Migrate primary keys

This document offers instructions to migrate primary keys from your source database tables to Spanner. You must be familiar with the information available in Primary key migration overview.

Before you begin

  • To get the permissions that you need to migrate primary keys to Spanner, ask your administrator to grant you the Cloud Spanner Database Admin (roles/spanner.databaseAdmin) IAM role on instance.

Migrate auto-generated sequential keys

If you are migrating from a database that uses sequential monotonic keys, such as AUTO_INCREMENT in MySQL, SERIAL in PostgreSQL, or the standard IDENTITY type in SQL Server or Oracle, consider the following high-level migration strategy:

  1. In Spanner, replicate the table structure from your source database, using an integer primary key.
  2. For each column in Spanner that contains sequential values, create a sequence and assign the GET_NEXT_SEQUENCE_VALUE (GoogleSQL, PostgreSQL) function as the default value for the column.
  3. Migrate existing data with original keys from the source database into Spanner. Consider using the Spanner migration tool or a Dataflow template.
  4. Optionally, you can establish foreign key constraints for any dependent tables.
  5. Before you insert new data, adjust the Spanner sequence to skip the range of existing key values.
  6. Insert new data, allowing the sequence to generate unique keys automatically.

Sample migration workflow

The following code defines the table structure and related sequence in Spanner using a SEQUENCE object and sets the object as the default primary value of the destination table:

GoogleSQL

CREATE SEQUENCE singer_id_sequence OPTIONS (
     SequenceKind = 'bit_reversed_positive'
  );

CREATE TABLE Singers (
     SingerId INT64 DEFAULT
     (GET_NEXT_SEQUENCE_VALUE(SEQUENCE SingerIdSequence)),
     Name STRING(1024),
     Biography STRING(MAX),
  ) PRIMARY KEY (SingerId);

CREATE TABLE Albums (
     AlbumId INT64,
     SingerId INT64,
     AlbumName STRING(1024),
     SongList STRING(MAX),
     CONSTRAINT FK_singer_album
     FOREIGN KEY (SingerId)
       REFERENCES Singers (SingerId)
  ) PRIMARY KEY (AlbumId);

PostgreSQL

CREATE SEQUENCE SingerIdSequence BIT_REVERSED_POSITIVE;

CREATE TABLE Singers (
  SingerId BIGINT DEFAULT nextval('SingerIdSequence') PRIMARY KEY,
  Name VARCHAR(1024) NOT NULL,
  Biography TEXT
);

CREATE TABLE Albums (
  AlbumId BIGINT PRIMARY KEY,
  SingerId BIGINT,
  AlbumName VARCHAR(1024),
  SongList TEXT,
  CONSTRAINT FK_singer_album FOREIGN KEY (SingerId) REFERENCES Singers (SingerId)
);

The bit_reversed_positive option indicates that the values generated by the sequence are of type INT64, are greater than zero, and are not sequential.

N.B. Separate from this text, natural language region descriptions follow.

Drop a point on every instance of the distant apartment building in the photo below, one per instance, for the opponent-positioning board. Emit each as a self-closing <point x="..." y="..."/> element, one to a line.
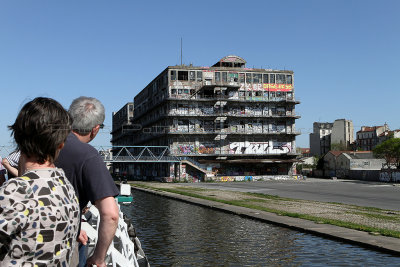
<point x="368" y="137"/>
<point x="320" y="138"/>
<point x="226" y="119"/>
<point x="342" y="133"/>
<point x="121" y="132"/>
<point x="338" y="135"/>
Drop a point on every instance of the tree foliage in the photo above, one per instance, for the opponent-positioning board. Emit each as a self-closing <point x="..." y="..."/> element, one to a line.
<point x="390" y="151"/>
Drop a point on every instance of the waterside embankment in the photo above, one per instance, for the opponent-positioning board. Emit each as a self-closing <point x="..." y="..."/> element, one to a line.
<point x="374" y="228"/>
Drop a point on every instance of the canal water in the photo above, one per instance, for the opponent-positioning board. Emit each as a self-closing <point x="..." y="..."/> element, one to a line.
<point x="175" y="233"/>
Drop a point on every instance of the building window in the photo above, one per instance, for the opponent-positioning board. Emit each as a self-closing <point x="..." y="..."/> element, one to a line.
<point x="272" y="78"/>
<point x="265" y="78"/>
<point x="182" y="75"/>
<point x="199" y="76"/>
<point x="241" y="77"/>
<point x="280" y="79"/>
<point x="248" y="78"/>
<point x="289" y="79"/>
<point x="192" y="75"/>
<point x="217" y="76"/>
<point x="233" y="77"/>
<point x="224" y="77"/>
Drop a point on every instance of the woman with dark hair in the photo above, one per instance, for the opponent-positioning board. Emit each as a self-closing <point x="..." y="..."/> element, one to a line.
<point x="39" y="211"/>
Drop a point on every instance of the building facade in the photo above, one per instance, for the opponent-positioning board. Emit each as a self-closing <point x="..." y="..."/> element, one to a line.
<point x="338" y="135"/>
<point x="342" y="133"/>
<point x="369" y="137"/>
<point x="121" y="132"/>
<point x="320" y="138"/>
<point x="223" y="120"/>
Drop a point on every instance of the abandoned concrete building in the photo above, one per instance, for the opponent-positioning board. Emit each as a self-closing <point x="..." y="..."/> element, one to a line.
<point x="221" y="121"/>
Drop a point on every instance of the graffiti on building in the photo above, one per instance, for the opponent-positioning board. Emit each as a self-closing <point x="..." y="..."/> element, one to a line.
<point x="227" y="178"/>
<point x="186" y="149"/>
<point x="387" y="176"/>
<point x="272" y="147"/>
<point x="207" y="149"/>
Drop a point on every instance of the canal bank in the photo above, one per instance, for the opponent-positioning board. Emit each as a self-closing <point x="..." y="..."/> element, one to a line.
<point x="361" y="238"/>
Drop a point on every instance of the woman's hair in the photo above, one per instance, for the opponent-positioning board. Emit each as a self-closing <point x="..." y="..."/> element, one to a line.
<point x="86" y="113"/>
<point x="41" y="127"/>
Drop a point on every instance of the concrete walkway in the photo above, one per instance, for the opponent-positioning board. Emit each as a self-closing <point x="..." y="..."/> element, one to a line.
<point x="377" y="242"/>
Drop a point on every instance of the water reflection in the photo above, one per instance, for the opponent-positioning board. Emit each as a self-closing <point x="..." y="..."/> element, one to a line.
<point x="175" y="233"/>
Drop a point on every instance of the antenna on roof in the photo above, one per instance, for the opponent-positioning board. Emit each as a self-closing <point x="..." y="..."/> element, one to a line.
<point x="181" y="51"/>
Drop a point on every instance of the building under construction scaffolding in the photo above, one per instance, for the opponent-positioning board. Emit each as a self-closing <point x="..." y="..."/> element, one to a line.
<point x="224" y="120"/>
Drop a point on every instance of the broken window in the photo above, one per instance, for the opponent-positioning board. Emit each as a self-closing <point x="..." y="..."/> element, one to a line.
<point x="192" y="75"/>
<point x="199" y="76"/>
<point x="232" y="77"/>
<point x="173" y="75"/>
<point x="241" y="77"/>
<point x="272" y="78"/>
<point x="182" y="75"/>
<point x="224" y="77"/>
<point x="217" y="76"/>
<point x="280" y="78"/>
<point x="248" y="78"/>
<point x="257" y="78"/>
<point x="265" y="78"/>
<point x="289" y="79"/>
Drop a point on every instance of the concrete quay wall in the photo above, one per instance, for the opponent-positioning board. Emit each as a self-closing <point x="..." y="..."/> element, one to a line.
<point x="377" y="242"/>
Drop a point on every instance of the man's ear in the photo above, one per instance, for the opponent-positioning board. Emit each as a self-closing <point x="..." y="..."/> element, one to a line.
<point x="94" y="132"/>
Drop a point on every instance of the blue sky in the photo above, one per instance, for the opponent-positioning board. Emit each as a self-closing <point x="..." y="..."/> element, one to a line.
<point x="344" y="53"/>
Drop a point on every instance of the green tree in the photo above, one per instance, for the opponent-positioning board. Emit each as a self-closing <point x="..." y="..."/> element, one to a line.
<point x="390" y="151"/>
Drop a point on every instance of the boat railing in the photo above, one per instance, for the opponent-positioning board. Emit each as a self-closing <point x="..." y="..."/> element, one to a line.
<point x="124" y="250"/>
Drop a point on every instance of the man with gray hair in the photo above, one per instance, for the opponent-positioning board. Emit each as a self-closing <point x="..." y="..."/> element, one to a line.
<point x="87" y="172"/>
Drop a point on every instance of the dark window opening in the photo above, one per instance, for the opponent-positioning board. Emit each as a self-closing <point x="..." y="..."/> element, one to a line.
<point x="199" y="76"/>
<point x="272" y="78"/>
<point x="280" y="78"/>
<point x="217" y="76"/>
<point x="265" y="78"/>
<point x="241" y="77"/>
<point x="192" y="75"/>
<point x="289" y="79"/>
<point x="256" y="78"/>
<point x="248" y="78"/>
<point x="182" y="75"/>
<point x="224" y="77"/>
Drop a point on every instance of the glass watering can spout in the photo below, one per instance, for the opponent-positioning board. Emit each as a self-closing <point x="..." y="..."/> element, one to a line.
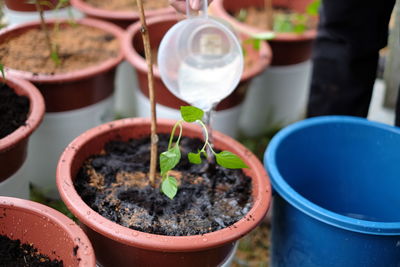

As you migrate existing rows from your source database to Spanner, the primary keys remain unchanged.

For new inserts that don't specify a primary key, Spanner automatically retrieves a new value by calling the GET_NEXT_SEQUENCE_VALUE()(GoogleSQL or PostgreSQL) function.

These values are uniformly distributed across the range [1, 263] and there could be possible collisions with the existing keys. To prevent this, you can configure the sequence using ALTER_SEQUENCE (GoogleSQL or PostgreSQL) to skip the range of values covered by the existing keys.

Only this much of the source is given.